• Más de 500 personas dejaron Tapachula rumbo a la Ciudad de México; aseguran que la falta de empleo y la ausencia de respuesta del INM y de la COMAR los obligaron a partir.
Jorge Pérez Pólito
Tal como lo habían anunciado, la tarde de este jueves la Caravana Migrante “Sueños sin Fronteras” salió de Tapachula con más de 500 integrantes de diversas nacionalidades, que tienen como principal objetivo llegar a la Ciudad de México.
Con el acompañamiento de funcionarios del Ayuntamiento de Tapachula y abanderados por la Guardia Estatal Vial Preventiva de la Secretaría de Seguridad del Pueblo, migrantes hondureños, salvadoreños, guatemaltecos, nicaragüenses, venezolanos, cubanos y haitianos salieron del Parque Bicentenario y tomaron la Calle Central Poniente para enfilarse rumbo a la Carretera Costera.

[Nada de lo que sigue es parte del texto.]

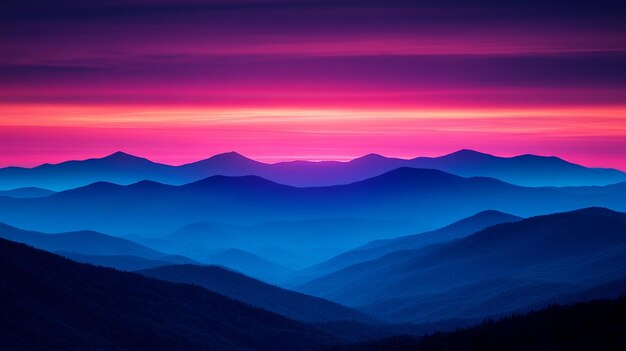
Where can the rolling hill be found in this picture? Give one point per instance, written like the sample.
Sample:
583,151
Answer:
26,192
379,248
290,304
596,325
501,269
294,244
429,197
249,264
122,168
55,304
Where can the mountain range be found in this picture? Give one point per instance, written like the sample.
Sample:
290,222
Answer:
122,168
596,325
93,247
290,304
429,197
52,303
379,248
502,269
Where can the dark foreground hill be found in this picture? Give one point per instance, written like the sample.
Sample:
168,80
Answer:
379,248
290,304
597,325
93,247
51,303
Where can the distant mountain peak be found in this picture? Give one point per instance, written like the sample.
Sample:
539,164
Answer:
121,156
370,156
465,153
233,155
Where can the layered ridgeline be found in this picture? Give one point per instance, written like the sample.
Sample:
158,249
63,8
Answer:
293,243
430,197
93,247
122,168
51,303
290,304
502,269
380,248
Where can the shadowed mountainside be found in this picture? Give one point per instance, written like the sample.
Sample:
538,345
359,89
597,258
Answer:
93,247
55,304
122,168
596,325
431,197
378,248
501,269
290,304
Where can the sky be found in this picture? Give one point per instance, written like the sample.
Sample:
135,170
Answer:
177,81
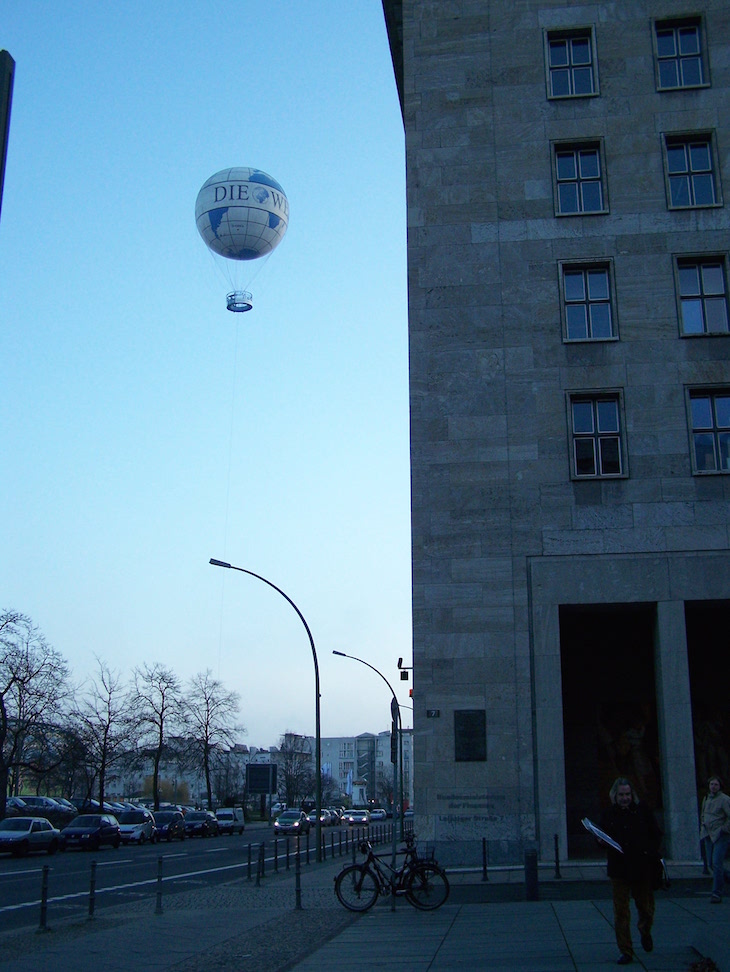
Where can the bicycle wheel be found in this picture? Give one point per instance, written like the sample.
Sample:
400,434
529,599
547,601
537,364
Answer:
427,887
356,888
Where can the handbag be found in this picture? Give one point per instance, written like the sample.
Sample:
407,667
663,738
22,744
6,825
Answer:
659,875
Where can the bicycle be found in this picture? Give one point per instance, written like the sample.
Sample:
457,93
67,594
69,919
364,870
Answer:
423,883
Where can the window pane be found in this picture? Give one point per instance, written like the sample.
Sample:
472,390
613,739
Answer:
583,417
722,411
588,164
692,322
592,197
668,74
704,190
558,53
598,284
699,156
560,83
691,71
716,314
610,456
679,190
568,198
713,279
607,413
583,81
689,281
601,321
585,460
574,285
689,40
575,316
581,50
665,43
701,412
566,165
676,158
705,451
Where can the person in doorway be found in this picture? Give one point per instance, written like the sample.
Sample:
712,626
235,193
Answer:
715,834
632,825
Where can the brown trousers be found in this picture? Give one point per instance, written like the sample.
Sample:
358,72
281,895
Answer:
643,895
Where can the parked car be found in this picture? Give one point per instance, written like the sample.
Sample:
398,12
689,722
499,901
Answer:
91,830
230,819
292,822
137,826
357,817
201,823
170,824
21,835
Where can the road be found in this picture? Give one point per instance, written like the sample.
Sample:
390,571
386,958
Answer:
129,873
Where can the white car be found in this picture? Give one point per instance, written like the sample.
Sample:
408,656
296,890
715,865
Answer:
137,827
230,819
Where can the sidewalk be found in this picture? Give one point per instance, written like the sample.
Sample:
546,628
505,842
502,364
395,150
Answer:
239,927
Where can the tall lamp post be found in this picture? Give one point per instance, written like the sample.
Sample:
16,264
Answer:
317,729
395,713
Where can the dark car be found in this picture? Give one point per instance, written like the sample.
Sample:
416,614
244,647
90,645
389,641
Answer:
21,835
170,824
91,830
292,822
201,823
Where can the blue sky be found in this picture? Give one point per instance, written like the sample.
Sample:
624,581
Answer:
145,428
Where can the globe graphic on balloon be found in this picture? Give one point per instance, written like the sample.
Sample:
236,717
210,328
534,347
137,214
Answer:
242,213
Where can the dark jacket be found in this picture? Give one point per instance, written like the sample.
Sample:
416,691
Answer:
636,830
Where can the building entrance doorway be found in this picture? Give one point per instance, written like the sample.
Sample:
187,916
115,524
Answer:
609,710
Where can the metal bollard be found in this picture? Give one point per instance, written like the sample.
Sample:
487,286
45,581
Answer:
158,906
92,890
44,899
298,881
531,890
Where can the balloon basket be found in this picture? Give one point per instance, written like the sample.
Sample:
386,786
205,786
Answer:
239,301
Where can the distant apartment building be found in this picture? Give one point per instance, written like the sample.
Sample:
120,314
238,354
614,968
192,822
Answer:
568,173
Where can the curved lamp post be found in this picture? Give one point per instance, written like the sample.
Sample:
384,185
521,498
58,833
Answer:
395,713
318,734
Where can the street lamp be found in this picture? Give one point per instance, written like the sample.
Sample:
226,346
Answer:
317,730
395,713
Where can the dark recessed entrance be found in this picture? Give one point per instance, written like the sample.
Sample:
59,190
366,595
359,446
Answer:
609,710
708,631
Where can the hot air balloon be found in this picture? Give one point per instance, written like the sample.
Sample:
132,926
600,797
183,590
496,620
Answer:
242,215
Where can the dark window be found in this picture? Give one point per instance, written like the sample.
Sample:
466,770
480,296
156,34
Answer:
679,55
470,735
703,296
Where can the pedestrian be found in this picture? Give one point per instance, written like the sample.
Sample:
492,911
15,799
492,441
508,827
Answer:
715,834
632,825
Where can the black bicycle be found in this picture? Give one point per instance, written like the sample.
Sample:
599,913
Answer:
423,883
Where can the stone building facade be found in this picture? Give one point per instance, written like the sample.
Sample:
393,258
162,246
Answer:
568,181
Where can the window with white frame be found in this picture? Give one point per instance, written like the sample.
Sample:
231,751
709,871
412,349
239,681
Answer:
596,435
679,54
710,419
690,171
579,179
587,302
703,295
571,64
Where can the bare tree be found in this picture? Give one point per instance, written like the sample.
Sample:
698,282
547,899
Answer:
210,714
158,706
105,720
33,686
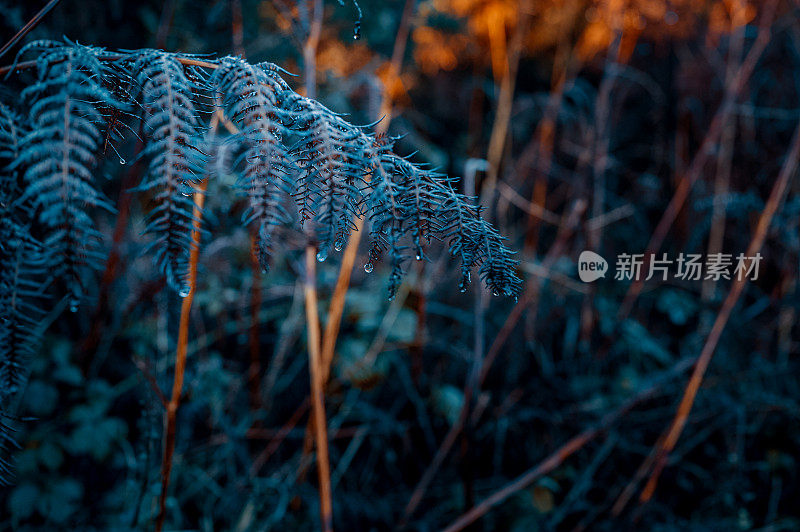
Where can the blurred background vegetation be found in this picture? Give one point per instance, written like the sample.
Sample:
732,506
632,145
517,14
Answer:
578,123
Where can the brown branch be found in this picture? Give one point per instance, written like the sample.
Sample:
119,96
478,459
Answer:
474,383
317,392
687,401
336,307
556,458
180,354
24,30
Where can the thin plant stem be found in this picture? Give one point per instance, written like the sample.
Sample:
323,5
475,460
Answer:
317,392
687,401
557,457
180,355
32,23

Las personas en contexto de movilidad, en su mayoría adultas, menores, pocos adultos mayores y algunas embarazadas, expresaron su agradecimiento a México y a los habitantes de esta región, sin embargo, dijeron que decidieron salir en caravana cansados de la falta de respuesta del Instituto Nacional de Migración (INM) y de la Comisión Mexicana de Ayuda a Refugiados (COMAR).
Varios de ellos manifestaron que quisieron hacer las cosas de manera legal, pero lamentablemente el sistema, así como el personal de las dependencias migratorias mexicanas, tiene muchos vicios y corrupción.
El nicaragüense Juan Carlos Ponce relató que decidió salir de Tapachula en caravana por la falta de trabajo y la vida cara en esta ciudad. “Sin papeles cuesta conseguir un trabajo, además de que pagan poco y se gasta más en pasajes, comida y renta. Es muy difícil para quienes no tenemos familia y en muchas ocasiones tuvimos que dormir en albergues o en la calle. Es muy triste”, manifestó.
Señaló que fue deportado de los Estados Unidos hace dos años, por ello su prioridad no es regresar a ese país mientras esté el presidente Donald Trump. Lo que busca ahora es llegar a la Ciudad de México, encontrar un buen trabajo con la bendición de Dios y tener una estabilidad económica en nuestro país.
La Caravana Migrante “Sueños sin Frontera” es también escoltada por una ambulancia, personal de Derechos Humanos, Guardia Nacional, el Grupo Beta del INM, con sobrevuelos de un helicóptero de la Secretaría de Seguridad del Pueblo, entre otras corporaciones e instituciones.